Le Salon international de l’agriculture a fermé ses portes la semaine dernière. Au menu de cette grand-messe : stands colorés de quelques multinationales, animations pour les enfants de la filière céréalière, quizz et projections vidéos de la filière bovine. Le tout agrémenté de vins et de fromages régionaux, de cocktails exotiques et de cuisine du monde. De quoi ressortir de sa visite avec le sourire. Enfin, presque. Car ne nous y méprenons pas : si la vitrine dorée du salon donne au secteur agricole un air de fête, le cœur n’y est pas. Greenpeace profite de la fermeture de ce salon pour faire le tour d’un modèle agricole à bout de souffle.
Des producteurs en galère
Les chiffres parlent d’eux-mêmes : tous les trois jours, un agriculteur se suicide en France. La chute des prix et les aléas climatiques ne suffisent pas à expliquer les difficultés rencontrées par les céréaliers, les éleveurs et les producteurs laitiers de notre pays.

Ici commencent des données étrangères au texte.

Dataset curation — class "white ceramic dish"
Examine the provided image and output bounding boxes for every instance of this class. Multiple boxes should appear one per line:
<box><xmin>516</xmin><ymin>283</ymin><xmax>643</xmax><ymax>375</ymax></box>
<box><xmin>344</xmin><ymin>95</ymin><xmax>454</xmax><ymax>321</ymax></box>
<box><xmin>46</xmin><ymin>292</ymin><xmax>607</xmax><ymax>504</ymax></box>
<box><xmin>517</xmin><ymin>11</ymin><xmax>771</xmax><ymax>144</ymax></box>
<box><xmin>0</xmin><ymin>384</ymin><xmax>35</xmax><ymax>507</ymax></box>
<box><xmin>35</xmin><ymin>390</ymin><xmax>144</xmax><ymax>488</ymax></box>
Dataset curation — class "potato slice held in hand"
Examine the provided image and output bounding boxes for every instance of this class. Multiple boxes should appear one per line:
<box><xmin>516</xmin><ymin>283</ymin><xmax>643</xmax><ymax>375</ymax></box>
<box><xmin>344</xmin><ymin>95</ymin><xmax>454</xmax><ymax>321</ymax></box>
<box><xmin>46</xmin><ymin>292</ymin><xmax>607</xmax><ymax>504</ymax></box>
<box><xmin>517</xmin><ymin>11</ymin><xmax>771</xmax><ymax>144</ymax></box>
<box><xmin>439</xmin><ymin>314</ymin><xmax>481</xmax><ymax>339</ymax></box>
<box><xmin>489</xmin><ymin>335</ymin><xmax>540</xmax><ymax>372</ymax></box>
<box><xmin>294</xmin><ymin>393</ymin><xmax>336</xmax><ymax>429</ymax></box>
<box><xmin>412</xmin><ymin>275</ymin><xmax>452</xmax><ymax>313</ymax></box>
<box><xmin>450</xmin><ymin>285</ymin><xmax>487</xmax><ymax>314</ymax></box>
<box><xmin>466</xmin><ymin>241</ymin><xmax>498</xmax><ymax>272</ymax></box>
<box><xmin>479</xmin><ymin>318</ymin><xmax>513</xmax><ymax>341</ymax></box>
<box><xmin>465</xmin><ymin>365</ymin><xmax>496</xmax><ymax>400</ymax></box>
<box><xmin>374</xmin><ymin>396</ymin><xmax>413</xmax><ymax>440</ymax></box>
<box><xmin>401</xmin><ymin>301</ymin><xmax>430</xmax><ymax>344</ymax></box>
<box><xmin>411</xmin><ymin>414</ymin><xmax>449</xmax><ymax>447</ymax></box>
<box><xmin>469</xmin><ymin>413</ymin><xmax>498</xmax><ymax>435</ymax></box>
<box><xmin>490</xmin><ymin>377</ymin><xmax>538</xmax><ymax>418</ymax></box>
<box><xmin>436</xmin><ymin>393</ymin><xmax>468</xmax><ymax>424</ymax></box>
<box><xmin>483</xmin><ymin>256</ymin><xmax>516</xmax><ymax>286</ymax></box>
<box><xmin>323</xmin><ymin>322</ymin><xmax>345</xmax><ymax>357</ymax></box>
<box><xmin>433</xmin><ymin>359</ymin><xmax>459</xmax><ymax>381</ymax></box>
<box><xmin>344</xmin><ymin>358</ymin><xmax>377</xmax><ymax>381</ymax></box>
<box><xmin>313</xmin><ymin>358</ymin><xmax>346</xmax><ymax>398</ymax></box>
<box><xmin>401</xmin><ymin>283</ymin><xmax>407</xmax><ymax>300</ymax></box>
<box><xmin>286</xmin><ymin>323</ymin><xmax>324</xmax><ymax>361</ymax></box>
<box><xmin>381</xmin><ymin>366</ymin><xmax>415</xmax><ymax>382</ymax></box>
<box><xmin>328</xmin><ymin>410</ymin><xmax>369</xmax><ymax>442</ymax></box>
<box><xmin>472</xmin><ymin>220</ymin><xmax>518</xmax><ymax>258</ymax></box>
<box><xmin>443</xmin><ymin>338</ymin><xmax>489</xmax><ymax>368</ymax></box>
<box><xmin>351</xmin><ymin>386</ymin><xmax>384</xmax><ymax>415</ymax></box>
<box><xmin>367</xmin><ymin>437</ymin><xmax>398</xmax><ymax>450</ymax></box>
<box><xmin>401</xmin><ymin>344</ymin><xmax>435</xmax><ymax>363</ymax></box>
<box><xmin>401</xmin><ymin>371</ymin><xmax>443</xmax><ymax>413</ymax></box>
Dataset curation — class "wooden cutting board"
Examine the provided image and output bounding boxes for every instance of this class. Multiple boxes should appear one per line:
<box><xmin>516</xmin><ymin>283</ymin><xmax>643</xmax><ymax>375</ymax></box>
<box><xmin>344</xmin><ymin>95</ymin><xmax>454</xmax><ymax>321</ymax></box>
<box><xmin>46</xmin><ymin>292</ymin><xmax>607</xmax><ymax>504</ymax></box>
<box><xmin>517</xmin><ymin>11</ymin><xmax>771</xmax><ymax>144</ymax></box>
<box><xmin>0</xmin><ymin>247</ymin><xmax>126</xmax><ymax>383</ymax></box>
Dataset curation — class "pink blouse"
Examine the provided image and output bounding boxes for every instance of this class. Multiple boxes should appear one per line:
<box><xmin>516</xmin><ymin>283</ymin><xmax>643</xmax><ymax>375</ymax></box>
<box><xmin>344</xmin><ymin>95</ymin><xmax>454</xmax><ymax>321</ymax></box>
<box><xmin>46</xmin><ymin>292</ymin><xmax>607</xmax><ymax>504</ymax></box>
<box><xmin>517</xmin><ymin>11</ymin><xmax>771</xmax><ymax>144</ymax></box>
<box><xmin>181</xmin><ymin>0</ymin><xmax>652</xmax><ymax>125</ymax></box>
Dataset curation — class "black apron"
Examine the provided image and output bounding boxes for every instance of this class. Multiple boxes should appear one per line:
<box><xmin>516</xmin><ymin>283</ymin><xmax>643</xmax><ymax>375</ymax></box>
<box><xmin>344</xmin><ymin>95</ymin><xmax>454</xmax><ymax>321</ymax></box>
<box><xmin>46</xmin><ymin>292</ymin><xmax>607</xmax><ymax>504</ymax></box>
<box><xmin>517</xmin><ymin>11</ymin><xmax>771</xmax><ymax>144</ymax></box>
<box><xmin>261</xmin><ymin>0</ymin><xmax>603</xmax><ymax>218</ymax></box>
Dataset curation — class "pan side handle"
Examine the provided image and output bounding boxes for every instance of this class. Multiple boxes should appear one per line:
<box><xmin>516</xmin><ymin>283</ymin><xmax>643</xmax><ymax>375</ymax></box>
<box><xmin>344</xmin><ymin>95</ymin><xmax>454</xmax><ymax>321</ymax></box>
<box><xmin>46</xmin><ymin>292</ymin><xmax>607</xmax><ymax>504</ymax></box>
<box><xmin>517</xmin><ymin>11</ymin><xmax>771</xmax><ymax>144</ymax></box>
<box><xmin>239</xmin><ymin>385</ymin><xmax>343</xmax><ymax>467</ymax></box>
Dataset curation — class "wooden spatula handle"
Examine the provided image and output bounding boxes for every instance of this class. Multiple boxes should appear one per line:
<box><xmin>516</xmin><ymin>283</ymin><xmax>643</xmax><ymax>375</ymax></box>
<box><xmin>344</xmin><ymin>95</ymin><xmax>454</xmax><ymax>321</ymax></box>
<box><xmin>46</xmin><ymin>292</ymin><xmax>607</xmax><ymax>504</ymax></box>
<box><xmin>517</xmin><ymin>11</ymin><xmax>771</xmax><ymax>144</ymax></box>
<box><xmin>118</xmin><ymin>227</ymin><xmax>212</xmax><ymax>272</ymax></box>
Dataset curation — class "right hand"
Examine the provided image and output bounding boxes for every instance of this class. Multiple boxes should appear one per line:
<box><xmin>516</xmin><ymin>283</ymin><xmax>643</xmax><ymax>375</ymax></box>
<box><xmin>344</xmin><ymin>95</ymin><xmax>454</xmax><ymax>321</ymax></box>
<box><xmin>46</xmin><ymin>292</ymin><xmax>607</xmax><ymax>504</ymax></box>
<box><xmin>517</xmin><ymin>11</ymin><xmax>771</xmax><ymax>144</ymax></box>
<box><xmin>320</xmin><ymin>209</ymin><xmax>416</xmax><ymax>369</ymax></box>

L’origine de ces épreuves se trouve dans les fondements du modèle agricole dominant. Produire toujours plus, plus vite et pour moins cher : la doctrine portée par l’agro-industrie est toxique pour notre territoire et ses agriculteurs. Le cas de la grippe aviaire qui fait rage en France jusqu’en ce début d’année 2017 est là pour nous le rappeler : à l’origine de la multiplication des épidémies dans le monde se trouvent l’expansion et l’intensification des filières ainsi que la mondialisation des échanges et les mouvements croissants des animaux qui vont de pair. En bout de course, on trouve les petits producteurs, directement affectés par les pratiques de leurs confrères industriels.
Un gouvernement qui patine
Les sols sont épuisés, nos eaux sont empoisonnées. Pour compenser les pertes de productivité, les producteurs n’ont parfois d’autres choix que d’y aller à grand renfort d’intrants chimiques, souvent aux dépens de leur terre et de leur santé. Certains agriculteurs décident de briser ce cercle vicieux et se lancent dans l’aventure de l’agroécologie ou du bio, parfois pour des raisons éthiques ou environnementales, de plus en plus souvent pour des raisons économiques. L’État, plein de bonne volonté, lance des plans d’action et des mesures financières pour soutenir ces formes d’agriculture, mais elles peinent à se mettre en place.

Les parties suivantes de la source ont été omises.